Besides pathologic response in the resection specimen, we correlated the courses of ctDNA with baseline MRI and imaging response during treatment in week 2 and week 5. In this way, we investigated ctDNA as a marker to monitor treatment-response whilst neoadjuvant therapy was ongoing. Interestingly, we found a higher number of ctDNA decline over time in larger primary tumors. Furthermore, the absolute image-based tumor regression (cc) between baseline and week 2 as well as baseline and week 5 was positively correlated with ctDNA clearance during NCRT. Underlying mechanisms are unclear to date and further investigations are needed. To date, data relating ctDNA to MRI features in NCRT for rectal cancer are sparse.
Khakoo et al. correlated liquid biopsies (pre-, mid-, post-NCRT, post-surgery) with MRI response (3–6 weeks after completion of NCRT) [22]. By RECIST measurement, no association with ctDNA detection rate was seen at any time. However, the MRI tumor regression grade (mrTRG) revealed detectable ctDNA after completion of NCRT to be associated with poor mrTRG response whilst other timepoints did not correlate with mrTRG.
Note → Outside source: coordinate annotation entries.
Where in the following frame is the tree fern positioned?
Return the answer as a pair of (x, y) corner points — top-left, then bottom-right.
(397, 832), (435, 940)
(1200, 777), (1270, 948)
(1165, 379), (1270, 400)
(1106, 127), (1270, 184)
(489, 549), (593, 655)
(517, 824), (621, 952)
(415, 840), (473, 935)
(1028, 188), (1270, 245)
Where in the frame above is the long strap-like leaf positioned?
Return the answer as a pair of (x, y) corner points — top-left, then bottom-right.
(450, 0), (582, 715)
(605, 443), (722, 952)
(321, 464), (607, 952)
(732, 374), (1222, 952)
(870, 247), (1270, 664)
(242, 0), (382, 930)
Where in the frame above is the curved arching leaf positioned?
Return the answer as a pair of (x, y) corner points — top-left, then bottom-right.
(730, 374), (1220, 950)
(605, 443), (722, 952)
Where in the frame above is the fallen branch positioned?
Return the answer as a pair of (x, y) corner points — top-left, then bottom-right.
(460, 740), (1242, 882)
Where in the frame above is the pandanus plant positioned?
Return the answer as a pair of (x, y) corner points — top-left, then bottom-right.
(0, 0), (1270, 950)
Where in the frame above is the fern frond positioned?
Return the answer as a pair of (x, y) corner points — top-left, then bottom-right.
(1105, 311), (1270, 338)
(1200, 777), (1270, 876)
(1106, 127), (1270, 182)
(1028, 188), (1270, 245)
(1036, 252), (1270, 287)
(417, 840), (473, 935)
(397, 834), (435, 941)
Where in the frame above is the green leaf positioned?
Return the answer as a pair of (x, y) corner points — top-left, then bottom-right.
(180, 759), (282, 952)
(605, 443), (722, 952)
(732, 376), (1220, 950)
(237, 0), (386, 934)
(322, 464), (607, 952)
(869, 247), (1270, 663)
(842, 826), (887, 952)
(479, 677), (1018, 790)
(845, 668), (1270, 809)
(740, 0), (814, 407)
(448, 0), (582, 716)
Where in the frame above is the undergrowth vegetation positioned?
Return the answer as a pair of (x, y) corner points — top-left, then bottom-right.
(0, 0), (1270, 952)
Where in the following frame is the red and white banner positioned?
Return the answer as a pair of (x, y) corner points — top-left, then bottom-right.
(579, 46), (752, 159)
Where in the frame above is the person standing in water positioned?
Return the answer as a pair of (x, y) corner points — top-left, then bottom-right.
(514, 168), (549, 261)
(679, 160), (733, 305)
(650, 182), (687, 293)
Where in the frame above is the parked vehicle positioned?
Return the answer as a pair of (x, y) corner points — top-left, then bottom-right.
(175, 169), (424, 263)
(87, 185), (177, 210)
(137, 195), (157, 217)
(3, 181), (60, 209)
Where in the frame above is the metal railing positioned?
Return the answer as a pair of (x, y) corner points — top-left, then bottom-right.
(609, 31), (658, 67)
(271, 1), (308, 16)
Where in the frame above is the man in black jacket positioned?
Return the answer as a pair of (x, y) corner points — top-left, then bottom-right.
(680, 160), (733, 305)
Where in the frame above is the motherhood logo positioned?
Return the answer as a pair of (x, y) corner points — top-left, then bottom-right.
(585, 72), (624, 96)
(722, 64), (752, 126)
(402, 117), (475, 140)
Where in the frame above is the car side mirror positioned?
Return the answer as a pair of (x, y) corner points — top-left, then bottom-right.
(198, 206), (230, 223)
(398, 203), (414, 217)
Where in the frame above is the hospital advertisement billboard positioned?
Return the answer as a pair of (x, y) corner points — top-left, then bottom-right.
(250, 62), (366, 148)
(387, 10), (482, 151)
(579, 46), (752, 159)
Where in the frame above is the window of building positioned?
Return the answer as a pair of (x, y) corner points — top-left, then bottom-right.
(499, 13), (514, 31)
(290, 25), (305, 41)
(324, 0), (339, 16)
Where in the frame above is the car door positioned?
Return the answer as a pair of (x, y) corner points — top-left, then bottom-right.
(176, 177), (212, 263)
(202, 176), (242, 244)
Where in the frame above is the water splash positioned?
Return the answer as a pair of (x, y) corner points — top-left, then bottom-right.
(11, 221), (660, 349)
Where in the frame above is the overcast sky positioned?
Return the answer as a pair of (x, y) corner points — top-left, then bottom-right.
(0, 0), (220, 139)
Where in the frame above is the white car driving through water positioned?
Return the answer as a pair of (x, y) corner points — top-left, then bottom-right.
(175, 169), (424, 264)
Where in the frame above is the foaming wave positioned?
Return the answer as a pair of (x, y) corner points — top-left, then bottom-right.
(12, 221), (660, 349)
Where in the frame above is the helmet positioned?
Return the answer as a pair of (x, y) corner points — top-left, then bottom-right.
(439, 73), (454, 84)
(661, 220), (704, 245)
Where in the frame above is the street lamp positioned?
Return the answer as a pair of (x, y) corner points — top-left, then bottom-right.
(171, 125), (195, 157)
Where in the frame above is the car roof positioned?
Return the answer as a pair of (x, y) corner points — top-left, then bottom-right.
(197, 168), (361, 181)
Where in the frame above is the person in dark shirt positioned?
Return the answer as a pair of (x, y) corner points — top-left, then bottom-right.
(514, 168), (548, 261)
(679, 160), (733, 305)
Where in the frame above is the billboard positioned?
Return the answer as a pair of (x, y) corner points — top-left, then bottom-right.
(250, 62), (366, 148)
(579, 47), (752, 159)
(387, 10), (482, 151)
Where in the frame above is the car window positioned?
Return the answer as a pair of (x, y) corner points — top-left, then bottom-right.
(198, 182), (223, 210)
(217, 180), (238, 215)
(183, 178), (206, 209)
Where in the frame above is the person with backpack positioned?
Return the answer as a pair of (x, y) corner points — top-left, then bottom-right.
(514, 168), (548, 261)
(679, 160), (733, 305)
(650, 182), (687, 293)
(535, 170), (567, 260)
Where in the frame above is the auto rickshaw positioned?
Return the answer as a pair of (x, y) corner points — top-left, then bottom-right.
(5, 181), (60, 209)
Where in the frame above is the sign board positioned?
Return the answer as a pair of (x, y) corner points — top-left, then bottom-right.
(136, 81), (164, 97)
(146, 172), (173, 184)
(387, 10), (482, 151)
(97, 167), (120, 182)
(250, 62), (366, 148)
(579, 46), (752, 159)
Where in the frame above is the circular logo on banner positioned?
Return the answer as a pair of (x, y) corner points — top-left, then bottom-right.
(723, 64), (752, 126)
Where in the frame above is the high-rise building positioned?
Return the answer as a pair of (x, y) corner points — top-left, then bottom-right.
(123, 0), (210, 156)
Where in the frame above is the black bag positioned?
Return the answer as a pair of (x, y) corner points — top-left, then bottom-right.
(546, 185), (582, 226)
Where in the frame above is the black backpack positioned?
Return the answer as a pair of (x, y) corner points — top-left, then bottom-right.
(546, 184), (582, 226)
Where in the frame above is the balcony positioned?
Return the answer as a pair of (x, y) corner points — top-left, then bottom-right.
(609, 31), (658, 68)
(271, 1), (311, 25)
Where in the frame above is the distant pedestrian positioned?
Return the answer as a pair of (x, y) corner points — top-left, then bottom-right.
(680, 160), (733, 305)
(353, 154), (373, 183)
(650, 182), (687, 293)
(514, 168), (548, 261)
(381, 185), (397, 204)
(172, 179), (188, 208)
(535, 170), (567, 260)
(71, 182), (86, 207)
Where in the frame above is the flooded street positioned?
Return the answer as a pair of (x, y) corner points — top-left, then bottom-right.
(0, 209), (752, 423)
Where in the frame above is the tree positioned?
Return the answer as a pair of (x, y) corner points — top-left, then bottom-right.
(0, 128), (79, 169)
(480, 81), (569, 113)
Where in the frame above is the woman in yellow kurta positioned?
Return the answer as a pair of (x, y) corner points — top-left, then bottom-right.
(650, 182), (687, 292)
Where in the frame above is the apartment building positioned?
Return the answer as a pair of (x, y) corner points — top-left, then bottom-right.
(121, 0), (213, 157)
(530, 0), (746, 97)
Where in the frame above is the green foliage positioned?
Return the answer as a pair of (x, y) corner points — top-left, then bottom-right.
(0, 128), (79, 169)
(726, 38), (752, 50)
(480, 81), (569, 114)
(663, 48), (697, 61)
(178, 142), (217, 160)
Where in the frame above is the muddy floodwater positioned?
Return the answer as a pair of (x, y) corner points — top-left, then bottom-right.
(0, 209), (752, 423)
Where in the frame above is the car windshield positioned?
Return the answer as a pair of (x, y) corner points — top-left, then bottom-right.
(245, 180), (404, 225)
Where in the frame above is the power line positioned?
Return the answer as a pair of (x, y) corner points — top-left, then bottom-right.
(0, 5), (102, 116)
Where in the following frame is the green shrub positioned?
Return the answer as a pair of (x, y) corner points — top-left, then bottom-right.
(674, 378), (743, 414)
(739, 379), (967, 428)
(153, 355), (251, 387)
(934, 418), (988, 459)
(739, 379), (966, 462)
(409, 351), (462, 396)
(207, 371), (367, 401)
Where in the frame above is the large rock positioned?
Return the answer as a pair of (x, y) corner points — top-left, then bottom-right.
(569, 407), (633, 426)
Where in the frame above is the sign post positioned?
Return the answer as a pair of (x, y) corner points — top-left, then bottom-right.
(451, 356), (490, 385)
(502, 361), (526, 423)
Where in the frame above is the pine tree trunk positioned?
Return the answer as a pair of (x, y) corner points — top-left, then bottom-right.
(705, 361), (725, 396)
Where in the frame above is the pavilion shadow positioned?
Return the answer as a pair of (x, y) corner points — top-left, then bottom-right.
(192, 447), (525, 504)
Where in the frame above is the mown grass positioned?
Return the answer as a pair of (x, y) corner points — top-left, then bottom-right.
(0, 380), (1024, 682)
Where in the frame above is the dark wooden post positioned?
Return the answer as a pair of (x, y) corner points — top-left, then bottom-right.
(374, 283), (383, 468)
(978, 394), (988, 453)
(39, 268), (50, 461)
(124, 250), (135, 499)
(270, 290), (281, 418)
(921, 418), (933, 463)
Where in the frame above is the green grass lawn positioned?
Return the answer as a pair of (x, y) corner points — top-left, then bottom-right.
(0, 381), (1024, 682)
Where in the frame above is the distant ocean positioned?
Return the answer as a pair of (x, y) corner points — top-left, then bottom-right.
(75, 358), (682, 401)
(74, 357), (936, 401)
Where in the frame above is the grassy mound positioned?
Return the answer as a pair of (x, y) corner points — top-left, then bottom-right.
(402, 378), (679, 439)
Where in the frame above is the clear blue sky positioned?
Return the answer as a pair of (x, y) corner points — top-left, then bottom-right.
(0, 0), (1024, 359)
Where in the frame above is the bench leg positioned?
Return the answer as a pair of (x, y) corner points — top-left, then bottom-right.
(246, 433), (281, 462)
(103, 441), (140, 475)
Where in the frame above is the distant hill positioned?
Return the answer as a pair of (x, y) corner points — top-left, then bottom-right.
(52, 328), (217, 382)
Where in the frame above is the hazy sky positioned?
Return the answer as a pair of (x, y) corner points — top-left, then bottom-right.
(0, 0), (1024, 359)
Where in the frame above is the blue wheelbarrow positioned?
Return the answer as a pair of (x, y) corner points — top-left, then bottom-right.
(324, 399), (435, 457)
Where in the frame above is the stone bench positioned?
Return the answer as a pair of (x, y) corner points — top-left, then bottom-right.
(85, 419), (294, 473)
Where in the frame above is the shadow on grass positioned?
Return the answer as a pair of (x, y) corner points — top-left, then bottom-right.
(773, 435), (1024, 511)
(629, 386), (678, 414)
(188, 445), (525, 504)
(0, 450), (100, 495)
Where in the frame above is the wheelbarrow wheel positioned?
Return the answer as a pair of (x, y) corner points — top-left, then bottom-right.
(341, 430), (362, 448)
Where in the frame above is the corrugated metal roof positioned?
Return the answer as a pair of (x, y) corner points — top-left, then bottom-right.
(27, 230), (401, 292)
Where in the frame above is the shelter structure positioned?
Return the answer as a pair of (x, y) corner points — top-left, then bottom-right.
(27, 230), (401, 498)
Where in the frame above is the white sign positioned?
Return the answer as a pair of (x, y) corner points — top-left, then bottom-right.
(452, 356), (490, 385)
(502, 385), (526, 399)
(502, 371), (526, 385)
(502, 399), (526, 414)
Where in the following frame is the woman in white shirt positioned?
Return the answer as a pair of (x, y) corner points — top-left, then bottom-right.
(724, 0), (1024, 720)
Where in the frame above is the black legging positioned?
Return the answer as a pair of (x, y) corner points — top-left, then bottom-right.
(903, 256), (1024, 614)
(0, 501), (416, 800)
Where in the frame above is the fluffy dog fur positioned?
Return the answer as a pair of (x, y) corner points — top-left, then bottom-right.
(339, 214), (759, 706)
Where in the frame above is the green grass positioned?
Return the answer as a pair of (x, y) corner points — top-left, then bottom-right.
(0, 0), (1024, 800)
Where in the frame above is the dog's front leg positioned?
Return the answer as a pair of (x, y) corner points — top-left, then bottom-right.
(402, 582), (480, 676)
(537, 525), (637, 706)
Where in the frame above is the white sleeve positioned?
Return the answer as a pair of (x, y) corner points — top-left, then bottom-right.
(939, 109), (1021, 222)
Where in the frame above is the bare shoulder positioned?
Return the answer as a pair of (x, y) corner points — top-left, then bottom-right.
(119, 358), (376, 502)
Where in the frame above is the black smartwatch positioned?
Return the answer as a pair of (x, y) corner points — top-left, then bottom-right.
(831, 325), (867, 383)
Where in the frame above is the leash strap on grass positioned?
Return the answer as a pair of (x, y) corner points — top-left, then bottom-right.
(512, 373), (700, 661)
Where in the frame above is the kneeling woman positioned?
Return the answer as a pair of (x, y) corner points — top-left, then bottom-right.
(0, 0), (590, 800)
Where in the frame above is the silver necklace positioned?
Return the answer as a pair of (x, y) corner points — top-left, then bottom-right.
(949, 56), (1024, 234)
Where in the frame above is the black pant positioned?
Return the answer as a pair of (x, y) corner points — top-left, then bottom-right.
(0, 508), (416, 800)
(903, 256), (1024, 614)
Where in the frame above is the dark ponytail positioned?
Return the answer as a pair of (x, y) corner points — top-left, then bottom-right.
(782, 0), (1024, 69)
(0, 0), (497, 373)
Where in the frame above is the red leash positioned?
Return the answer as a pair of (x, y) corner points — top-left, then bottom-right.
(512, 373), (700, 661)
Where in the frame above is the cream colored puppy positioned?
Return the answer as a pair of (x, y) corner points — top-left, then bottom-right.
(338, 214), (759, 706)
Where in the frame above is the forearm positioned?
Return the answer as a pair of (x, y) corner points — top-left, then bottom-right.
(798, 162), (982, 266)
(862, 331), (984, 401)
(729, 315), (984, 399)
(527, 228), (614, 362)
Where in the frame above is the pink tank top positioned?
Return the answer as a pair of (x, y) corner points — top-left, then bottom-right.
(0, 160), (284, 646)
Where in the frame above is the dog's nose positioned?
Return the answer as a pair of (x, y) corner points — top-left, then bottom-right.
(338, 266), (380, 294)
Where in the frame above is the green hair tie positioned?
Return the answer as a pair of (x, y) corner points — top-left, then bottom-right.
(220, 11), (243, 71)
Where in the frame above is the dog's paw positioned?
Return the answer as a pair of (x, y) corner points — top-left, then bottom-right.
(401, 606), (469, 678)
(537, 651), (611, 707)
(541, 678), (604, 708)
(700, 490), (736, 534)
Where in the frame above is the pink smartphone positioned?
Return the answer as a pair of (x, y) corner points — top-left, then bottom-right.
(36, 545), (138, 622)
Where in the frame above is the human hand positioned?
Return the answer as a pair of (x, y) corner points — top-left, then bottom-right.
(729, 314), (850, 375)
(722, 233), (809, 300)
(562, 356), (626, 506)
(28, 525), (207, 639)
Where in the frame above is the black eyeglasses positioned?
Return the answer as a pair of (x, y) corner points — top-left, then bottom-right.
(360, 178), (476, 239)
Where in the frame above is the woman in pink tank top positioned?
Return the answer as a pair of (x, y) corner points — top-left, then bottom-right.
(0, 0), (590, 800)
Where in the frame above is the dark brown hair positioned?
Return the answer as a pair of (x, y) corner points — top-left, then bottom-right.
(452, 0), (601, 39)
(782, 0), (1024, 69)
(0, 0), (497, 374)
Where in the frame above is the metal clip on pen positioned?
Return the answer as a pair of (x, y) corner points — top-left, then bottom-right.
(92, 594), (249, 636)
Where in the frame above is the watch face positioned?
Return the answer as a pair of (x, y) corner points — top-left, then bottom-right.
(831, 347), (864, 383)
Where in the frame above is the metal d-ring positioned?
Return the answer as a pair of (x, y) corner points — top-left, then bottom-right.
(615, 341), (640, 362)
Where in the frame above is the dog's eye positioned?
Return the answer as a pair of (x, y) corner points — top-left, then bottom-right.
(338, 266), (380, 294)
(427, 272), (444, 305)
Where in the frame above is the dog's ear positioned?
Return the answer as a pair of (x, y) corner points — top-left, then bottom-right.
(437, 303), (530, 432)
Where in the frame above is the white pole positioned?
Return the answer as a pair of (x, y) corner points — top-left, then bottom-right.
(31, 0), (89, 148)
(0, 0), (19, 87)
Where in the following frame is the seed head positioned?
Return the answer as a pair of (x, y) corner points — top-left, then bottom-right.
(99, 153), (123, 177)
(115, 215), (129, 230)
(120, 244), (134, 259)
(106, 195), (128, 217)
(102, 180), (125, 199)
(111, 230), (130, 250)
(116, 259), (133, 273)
In a further report, the benefit of incorporating both, ctDNA features and mrTRG as complementary tools to predict pCR was suggested [25].
Zhou et al. investigated ctDNA at four times: pre- and during-NCRT as well as pre- and post-surgery [21]. Baseline detection of ctDNA was associated with baseline MRI extramural vascular invasion (EMVI) status. No correlations of ctDNA measurements pre-NCRT or 2–3 weeks after onset of NCRT and MRI response (“postneoadjuvant MRI”) were found. However, a correlation between the pre-surgical ctDNA evaluation and post-neoadjuvant MRI-defined EMVI score was reported.
Thus, the combined investigation of ctDNA and MRI features seems promising for further personalized approaches in the management of locally advanced rectal cancer.
The strength of our study is the prospective character, the mainly homogenous treatment, long period of follow-up and the tumor-informed assay based on initial tumor tissue sequencing analyzing 708 oncogenes. Therefore, in each patient multiple variants could be monitored. In contrast to others, we did not only consider the variant with the highest initial allele frequency (at baseline) [18, 25], or 1–3 variants [22] for ctDNA monitoring over time, but included all variant positions in a statistical test to determine significant residual disease. Furthermore, weekly monitoring enabled a detailed view on ctDNA dynamics and correlations with corresponding MR imaging during treatment. Weakness of our study is the relatively small cohort and a potential confounder by treatment of some patients with additional deep regional hyperthermia wherefore our results are hypothesis-generating but need to be confirmed in larger studies. Furthermore, as ultra-deep sequencing approaches are needed to detect very low tumor burden we cannot rule out detection limits with our current method despite of sequencing with a raw depth of up to 35,000x. We reported potential confounding factors like acute infections or application of Granulocyte Colony-Stimulating Factor (G-CSF) for the interpretation of ctDNA dynamics before [26]. In the recent cohort, our patients did not suffer from relevant infections or toxicities during sampling (e.g. we did not collect blood samples of the patient 112 with acute pulmonary embolism after this event any more). However, yet unknown confounders during NCRT cannot be ruled out.